(pb; 1972: YA horror anthology)
From the back cover:
"Lock your doors and bar your windows against THINGS you'd rather not see or hear. Turn down all the lights except the one you need to read by. Then, let your mind drift back to other lands, other times, when terrors rose with the moon and unspeakable monsters stalked the land.
"Thirty tales resurrected from the mouldering vaults of horror, from the crypts of fear, to send old-fashioned chills down your spine."
Review:
Good primer for young readers new to horror writing. For the experienced horror aficionado, it's a worthwhile -- if simplified, tell-don't-show -- read.

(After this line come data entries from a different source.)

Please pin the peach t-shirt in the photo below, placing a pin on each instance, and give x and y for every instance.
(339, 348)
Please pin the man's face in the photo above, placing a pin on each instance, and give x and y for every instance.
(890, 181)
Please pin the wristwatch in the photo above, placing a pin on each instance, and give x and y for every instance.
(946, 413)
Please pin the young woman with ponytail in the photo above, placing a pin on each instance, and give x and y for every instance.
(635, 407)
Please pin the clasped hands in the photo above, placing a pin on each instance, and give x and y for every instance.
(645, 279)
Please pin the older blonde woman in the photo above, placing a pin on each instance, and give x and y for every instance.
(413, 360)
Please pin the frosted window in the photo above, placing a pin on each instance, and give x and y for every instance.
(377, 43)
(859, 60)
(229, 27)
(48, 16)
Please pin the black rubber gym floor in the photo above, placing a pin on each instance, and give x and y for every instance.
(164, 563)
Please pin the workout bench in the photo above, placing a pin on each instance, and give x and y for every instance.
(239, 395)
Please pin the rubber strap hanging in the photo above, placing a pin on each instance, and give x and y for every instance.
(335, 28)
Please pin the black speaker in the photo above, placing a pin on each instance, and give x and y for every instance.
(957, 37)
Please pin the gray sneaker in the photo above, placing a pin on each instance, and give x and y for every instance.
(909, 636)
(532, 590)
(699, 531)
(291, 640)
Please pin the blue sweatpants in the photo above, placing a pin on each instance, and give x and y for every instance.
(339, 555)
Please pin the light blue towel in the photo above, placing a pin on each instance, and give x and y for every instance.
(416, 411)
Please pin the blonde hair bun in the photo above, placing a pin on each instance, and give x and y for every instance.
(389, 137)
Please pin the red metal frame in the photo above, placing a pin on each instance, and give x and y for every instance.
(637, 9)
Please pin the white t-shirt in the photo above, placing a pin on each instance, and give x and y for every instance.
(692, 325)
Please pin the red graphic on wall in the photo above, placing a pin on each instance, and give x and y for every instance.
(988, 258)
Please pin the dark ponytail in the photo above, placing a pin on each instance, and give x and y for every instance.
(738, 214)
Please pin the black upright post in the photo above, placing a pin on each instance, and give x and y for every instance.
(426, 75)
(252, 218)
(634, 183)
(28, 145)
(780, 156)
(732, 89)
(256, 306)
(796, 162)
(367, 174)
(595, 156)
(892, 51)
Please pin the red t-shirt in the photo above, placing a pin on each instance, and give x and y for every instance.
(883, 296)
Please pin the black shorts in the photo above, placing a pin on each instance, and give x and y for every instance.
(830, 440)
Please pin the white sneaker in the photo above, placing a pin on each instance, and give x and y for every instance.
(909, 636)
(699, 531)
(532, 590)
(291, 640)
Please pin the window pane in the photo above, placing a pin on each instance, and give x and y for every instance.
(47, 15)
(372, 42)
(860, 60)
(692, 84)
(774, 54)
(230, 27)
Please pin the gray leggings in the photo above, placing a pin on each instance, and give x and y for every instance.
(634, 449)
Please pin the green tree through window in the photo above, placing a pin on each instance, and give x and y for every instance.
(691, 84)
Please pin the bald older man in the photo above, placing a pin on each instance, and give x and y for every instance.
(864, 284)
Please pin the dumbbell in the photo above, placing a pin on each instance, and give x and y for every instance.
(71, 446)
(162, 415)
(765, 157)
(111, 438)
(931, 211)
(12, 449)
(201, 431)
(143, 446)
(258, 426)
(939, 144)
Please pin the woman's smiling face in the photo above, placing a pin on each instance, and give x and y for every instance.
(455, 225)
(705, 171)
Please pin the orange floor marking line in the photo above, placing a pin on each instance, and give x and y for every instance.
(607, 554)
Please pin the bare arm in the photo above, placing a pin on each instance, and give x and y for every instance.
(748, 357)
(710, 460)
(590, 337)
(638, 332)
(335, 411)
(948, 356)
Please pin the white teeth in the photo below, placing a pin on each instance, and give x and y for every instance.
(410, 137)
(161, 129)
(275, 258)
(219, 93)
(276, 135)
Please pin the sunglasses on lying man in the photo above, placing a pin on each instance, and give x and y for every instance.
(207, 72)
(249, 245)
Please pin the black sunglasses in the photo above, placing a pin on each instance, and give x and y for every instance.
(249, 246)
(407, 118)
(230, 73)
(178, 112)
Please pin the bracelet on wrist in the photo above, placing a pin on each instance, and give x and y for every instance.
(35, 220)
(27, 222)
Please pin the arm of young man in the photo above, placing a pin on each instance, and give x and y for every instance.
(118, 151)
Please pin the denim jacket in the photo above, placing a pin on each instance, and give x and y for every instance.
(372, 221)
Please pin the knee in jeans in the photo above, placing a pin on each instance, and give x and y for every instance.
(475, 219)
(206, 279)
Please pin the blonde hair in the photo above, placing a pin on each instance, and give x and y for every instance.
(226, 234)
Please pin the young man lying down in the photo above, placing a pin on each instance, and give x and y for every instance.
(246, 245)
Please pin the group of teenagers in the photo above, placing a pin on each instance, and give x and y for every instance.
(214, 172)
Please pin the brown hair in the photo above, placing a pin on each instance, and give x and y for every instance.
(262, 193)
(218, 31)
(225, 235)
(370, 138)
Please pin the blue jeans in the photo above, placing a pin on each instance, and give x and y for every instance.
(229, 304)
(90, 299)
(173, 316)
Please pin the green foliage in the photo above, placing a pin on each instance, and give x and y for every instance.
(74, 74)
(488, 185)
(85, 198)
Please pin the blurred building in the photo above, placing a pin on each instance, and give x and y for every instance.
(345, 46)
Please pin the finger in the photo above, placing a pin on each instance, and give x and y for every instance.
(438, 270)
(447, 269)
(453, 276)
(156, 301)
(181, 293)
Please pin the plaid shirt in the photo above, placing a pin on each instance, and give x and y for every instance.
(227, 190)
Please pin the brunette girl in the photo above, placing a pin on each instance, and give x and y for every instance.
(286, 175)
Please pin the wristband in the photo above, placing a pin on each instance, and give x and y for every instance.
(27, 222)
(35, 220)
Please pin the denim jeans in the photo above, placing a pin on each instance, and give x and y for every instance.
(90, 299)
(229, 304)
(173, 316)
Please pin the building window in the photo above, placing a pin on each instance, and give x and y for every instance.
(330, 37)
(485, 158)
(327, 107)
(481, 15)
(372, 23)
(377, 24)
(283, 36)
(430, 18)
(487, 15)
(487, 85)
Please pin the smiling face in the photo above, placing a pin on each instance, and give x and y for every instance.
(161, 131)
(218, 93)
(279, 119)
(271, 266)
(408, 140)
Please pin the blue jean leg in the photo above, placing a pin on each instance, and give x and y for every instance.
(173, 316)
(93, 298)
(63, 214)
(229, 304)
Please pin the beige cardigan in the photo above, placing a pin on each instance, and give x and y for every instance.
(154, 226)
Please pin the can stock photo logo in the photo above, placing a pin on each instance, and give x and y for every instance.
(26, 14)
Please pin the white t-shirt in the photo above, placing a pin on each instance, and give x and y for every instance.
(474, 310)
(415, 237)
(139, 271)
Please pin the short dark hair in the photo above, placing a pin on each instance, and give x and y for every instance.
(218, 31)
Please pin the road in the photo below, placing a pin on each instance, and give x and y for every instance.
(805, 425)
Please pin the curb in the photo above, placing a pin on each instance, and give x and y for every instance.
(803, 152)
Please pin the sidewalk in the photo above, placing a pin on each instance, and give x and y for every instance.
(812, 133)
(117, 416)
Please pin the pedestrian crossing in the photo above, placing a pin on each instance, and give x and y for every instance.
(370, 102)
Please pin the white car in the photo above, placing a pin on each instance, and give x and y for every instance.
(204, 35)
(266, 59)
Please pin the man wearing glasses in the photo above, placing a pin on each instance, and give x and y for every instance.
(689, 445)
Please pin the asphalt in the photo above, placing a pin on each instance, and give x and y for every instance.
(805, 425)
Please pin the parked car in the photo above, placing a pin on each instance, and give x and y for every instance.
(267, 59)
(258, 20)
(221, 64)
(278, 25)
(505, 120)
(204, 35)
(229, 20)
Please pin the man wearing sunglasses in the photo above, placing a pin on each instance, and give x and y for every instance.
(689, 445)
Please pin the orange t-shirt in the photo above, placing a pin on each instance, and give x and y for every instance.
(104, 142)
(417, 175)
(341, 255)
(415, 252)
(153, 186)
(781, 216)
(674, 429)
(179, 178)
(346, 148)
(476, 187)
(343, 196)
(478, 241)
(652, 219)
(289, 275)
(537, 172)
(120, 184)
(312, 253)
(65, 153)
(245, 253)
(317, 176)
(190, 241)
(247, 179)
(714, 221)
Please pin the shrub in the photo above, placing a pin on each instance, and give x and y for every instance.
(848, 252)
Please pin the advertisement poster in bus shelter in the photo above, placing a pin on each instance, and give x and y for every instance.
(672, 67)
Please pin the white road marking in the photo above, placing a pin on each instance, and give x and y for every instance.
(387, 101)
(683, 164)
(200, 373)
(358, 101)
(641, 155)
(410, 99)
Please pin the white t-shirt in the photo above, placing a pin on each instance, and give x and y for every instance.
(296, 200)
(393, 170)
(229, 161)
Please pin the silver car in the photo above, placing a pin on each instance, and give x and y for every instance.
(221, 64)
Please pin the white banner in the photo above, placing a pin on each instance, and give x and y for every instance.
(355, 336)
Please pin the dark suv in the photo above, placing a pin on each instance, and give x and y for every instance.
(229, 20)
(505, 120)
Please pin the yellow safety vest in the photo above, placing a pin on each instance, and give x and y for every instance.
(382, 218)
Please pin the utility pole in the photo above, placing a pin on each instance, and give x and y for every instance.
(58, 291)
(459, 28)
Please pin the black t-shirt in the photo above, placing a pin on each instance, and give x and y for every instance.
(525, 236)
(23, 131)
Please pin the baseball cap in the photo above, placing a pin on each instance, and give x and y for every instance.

All of the thirty stories contained in this short anthology -- which are little more than morality tales with a minimum of gothic window-dressing -- are über-short, told-in-broad-strokes pieces. Hurwood used this tell-don't-show approach in a few of the stories in another, less generic (non-YA) anthology, Monsters Galore. This style of tell-don't-show writing is interesting in a dry, intellectual way, but probably won't engage readers used to fuller, more descriptive terror tales.
One of the stories in Vampires, Werewolves & Other Demons also appeared in Monsters Galore, namely: "The Vampire at the Inn" (which was listed in Monsters as "The Corpse at the Inn" and credited to Pu Sung Ling and, again, adapted by Hurwood).
Monster's "The Purple Terror" (by Fred M. White) gets a genericized, character-less, less-story-oriented retelling as "The Vampire Plant" in Vampires; Monster's "The Vampire Cat of Nabeshima" gets the same treatment in Vampires, listed there as "The Demon Cat". Hurwood wisely simplified these last two tales for a younger audience, though the genericized versions aren't nearly as interesting as the character-based longer versions in Monsters.
My favorite stories in Vampires: "The Curious Vampires of Bohemia and Moravia"; "The Wine Demon"; "The Two Corpses"; "The Beautiful Mara"; "The Last Meal of Igor Malikov" "The Were-Tiger of Slim"; "The Return of the Werewolf"; and "The Lonely Man and the Fox Princess".
Good anthological offering, this. Check it out.